Antibiotics Reduction of colistin recommended
The European Commission asked for this update in response to the discovery of a new mechanism of resistance in bacteria to colistin (caused by the mcr-1 gene). The gene can be transferred between different types of bacteria, potentially causing a rapid development of resistance. The gene was first identified in bacteria (Enterobacteriaceae) in South China, and since then has also been found in the EU and other regions.
In light of the new evidence, the Antimicrobial Advice Ad Hoc Expert Group (AMEG) had been asked to re-evaluate the impact of the use of colistin on human and animal health, the consequences of resistance and what alternative treatments are available. Moreover, the group was asked to consider adequate risk management measures. The advice was endorsed by both the Committee for Medicinal Products for Veterinary Use (CVMP) and the Committee for Medicinal Products for Human Use (CHMP).

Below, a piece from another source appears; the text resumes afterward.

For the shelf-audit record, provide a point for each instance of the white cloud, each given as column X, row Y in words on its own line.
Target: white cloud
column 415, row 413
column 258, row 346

Measures to reduce the risk of antimicrobial resistanceOver the course of the next three to four years, all Member States should reduce the use of colistin in animals at least to a target level of 5 mg colistin/population correction unit (PCU). PCU means the estimated weight of livestock and slaughtered animals. If successfully applied, this could result in an overall reduction of approximately 65% in the current sales of colistin for veterinary use at an EU level. This decrease should build on the decrease of colistin sales for veterinary use already seen between 2011 and 2013. Member States are also encouraged to set stricter national targets, ideally below 1 mg colistin/PCU as a desirable level.
In its advice, AMEG underlined that the reduction of colistin sales should not be compensated by increase in the use of other types of antimicrobials, but should be achieved through other measures such as improved farming conditions, biosecurity between production cycles, and vaccination of livestock.
In addition, colistin should be reclassified and added to Category 2 of the AMEG classification system, which includes medicines reserved for treating infections in animals for which no effective alternative treatments exist. This category includes certain classes of antimicrobials listed by the World Health Organization as critically important to human health. Because of the risk posed to public health by their veterinary use, these medicines are subject to specific restrictions.